Hamm - Die Hammer SpVg II kann nach dem Kellerduell in der Landesliga gegen den SV Dorsten-Hardt erstmal aufatmen. Trotz zwischenzeitlichem 1:3-Rückstand schlug die HSV-Reserve den SV am Ende dank einer starken zweiten Halbzeit verdient mit 5:4 (1:2).

Trainer Sebastian Brzezon ärgerte sich nach der Partie vor allem über die Einstellung seiner Truppe in der ersten Halbzeit: „Das fing schon beim Warmmachen an. Da hat man gesehen, wer von den Jungs konzentriert war und wer nicht. Weil wir im zweiten Durchgang aber insgesamt konsequenter waren und gekämpft haben, geht der Sieg in Ordnung.“

Dorsten-Hardt gelang ein Start nach Maß, denn nach Zuspiel von Pascal Pfeifer erzielte Christopher Seiffert das frühe 0:1 (4.).
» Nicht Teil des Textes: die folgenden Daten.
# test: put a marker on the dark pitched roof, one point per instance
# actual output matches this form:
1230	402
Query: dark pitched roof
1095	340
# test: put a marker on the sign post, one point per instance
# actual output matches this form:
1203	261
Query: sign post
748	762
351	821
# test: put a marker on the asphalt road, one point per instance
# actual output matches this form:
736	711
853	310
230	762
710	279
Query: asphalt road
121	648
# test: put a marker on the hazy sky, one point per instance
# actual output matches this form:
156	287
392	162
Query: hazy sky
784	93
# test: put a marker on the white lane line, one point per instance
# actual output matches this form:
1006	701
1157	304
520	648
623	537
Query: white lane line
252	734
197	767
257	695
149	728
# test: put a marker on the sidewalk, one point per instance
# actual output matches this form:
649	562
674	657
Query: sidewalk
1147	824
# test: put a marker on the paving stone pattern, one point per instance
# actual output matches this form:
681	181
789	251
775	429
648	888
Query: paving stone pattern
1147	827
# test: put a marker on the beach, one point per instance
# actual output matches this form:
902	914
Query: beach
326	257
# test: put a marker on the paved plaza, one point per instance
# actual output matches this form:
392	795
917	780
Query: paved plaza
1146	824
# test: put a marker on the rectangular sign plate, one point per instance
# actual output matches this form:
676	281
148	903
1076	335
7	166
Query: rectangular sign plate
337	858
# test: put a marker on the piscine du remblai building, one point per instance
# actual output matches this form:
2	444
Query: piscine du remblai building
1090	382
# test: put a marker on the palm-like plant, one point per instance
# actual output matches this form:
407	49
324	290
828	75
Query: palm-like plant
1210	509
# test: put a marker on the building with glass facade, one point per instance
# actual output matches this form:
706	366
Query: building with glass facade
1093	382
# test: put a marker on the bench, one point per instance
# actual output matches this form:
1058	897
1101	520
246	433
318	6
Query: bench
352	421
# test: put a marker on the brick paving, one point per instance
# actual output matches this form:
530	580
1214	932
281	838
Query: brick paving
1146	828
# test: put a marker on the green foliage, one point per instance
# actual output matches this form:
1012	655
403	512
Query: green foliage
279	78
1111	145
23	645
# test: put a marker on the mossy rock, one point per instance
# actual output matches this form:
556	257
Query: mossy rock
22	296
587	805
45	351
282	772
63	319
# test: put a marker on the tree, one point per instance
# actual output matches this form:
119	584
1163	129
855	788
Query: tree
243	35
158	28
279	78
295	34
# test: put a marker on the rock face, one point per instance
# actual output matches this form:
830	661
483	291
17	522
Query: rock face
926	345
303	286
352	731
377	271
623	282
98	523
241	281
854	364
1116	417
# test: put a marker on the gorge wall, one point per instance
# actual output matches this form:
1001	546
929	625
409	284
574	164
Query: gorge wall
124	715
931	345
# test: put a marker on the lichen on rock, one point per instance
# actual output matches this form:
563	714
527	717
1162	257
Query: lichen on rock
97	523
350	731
Wenig später glich Emre Demir, der neben Kevin Thume und Djaniny Cleitson Dos Santos Tavares einer von drei Spielern aus dem Oberliga-Kader in der Startelf war, mit Wucht zum 1:1 aus (11.). Die Gastgeber übernahmen mit der Zeit die Spielkontrolle, schafften es aber nicht, den Ballbesitz in gefährliche Offensivaktionen umzumünzen. Stattdessen traf Pfeifer zum 1:2, nachdem er sich gegen drei HSV-Verteidiger behauptet hatte (25.).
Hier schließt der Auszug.